Frommeyer Gerrit, Milberg Peter, Uphaus Timo, Kaiser Dennis, Kaese Sven, Breithardt Günter, Eckardt Lars
Division of Electrophysiology, Department of Cardiovascular Medicine, University Hospital of Münster, Münster, Germany.
Cardiovasc Ther. 2013 Dec;31(6):e63-71. doi: 10.1111/1755-5922.12035.
Ranolazine is evaluated for antiarrhythmic therapy of atrial fibrillation (AF).

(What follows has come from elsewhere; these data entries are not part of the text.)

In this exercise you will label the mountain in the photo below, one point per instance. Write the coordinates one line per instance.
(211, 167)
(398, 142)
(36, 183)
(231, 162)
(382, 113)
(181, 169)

The electrophysiologic mechanisms of ranolazine in combination with class III drugs were studied in an isolated whole-heart model of stretch-related AF.
Thirty rabbits were fed with amiodarone (50 mg/kg/day, n = 10), dronedarone (50 mg/kg/day, n = 10), or placebo (n = 10) for 6 weeks. Subsequently, in isolated hearts, AF was induced by high-rate atrial pacing and acute atrial dilatation. In placebo-treated hearts, d,l-sotalol (50 μM) was acutely administered. Ranolazine (10 μM) was additionally infused in all groups. Chronic amiodarone (+26 ± 7 ms, P < 0.05) or dronedarone (+22 ± 4 ms, P < 0.05) as well as acute application of d,l-sotalol (+20 ± 3 ms, P < 0.05) increased atrial action potential duration (aAPD90 ). Additional treatment with ranolazine did not significantly change aAPD90 (P = ns). Class III drugs did not affect interatrial conduction time, while ranolazine significantly increased it (amiodarone group: +15 ± 3 ms, dronedarone group: +11 ± 3 ms, sotalol group: +15 ± 6 ms; P < 0.05 each). Ranolazine led to an additional increase in atrial effective refractory period (aERP), thus leading to an enhanced atrial postrepolarization refractoriness (aPRR, +17 ± 6 ms, +21 ± 4 ms and +16 ± 8 ms, P < 0.05, respectively). Acute atrial dilatation increased AF incidence compared with baseline. Amiodarone-pretreated hearts showed a lower incidence of AF. Additional infusion of ranolazine further diminished AF. Dronedarone or acute infusion of sotalol did not significantly suppress AF, while additional treatment with ranolazine in these groups also reduced AF incidence.
In this study, ranolazine on top of class III antiarrhythmic therapy had a beneficial effect. The increase in interatrial conduction time and marked atrial aPRR suppressed AF. These results shed further light on a potential therapeutic benefit of ranolazine on top of conventional antiarrhythmic therapy for rhythm control in AF.
对雷诺嗪用于心房颤动(AF)的抗心律失常治疗进行评估。在一个与牵张相关的AF离体全心模型中研究了雷诺嗪与Ⅲ类药物联合应用的电生理机制。
30只兔子分别接受胺碘酮(50mg/kg/天,n = 10)、决奈达隆(50mg/kg/天,n = 10)或安慰剂(n = 10)治疗6周。随后,在离体心脏中,通过高频率心房起搏和急性心房扩张诱发AF。在接受安慰剂治疗的心脏中,急性给予消旋索他洛尔(50μM)。所有组均额外输注雷诺嗪(10μM)。慢性给予胺碘酮(+26±7ms,P<0.05)或决奈达隆(+22±4ms,P<0.05)以及急性应用消旋索他洛尔(+20±3ms,P<0.05)均增加了心房动作电位时程(aAPD90)。额外给予雷诺嗪并未显著改变aAPD90(P = 无显著性差异)。Ⅲ类药物不影响心房内传导时间,而雷诺嗪显著增加了心房内传导时间(胺碘酮组:+15±3ms,决奈达隆组:+11±3ms,索他洛尔组:+15±6ms;每组P<0.05)。雷诺嗪导致心房有效不应期(aERP)进一步增加,从而导致心房复极后不应期增强(aPRR,分别为+17±6ms、+21±4ms和+16±8ms,P<0.05)。与基线相比,急性心房扩张增加了AF发生率。接受胺碘酮预处理的心脏AF发生率较低。额外输注雷诺嗪进一步降低了AF发生率。决奈达隆或急性输注索他洛尔未显著抑制AF,而在这些组中额外给予雷诺嗪也降低了AF发生率。
在本研究中,Ⅲ类抗心律失常治疗基础上加用雷诺嗪具有有益作用。心房内传导时间的增加和显著的心房aPRR抑制了AF。这些结果进一步揭示了在传统抗心律失常治疗基础上加用雷诺嗪对AF节律控制的潜在治疗益处。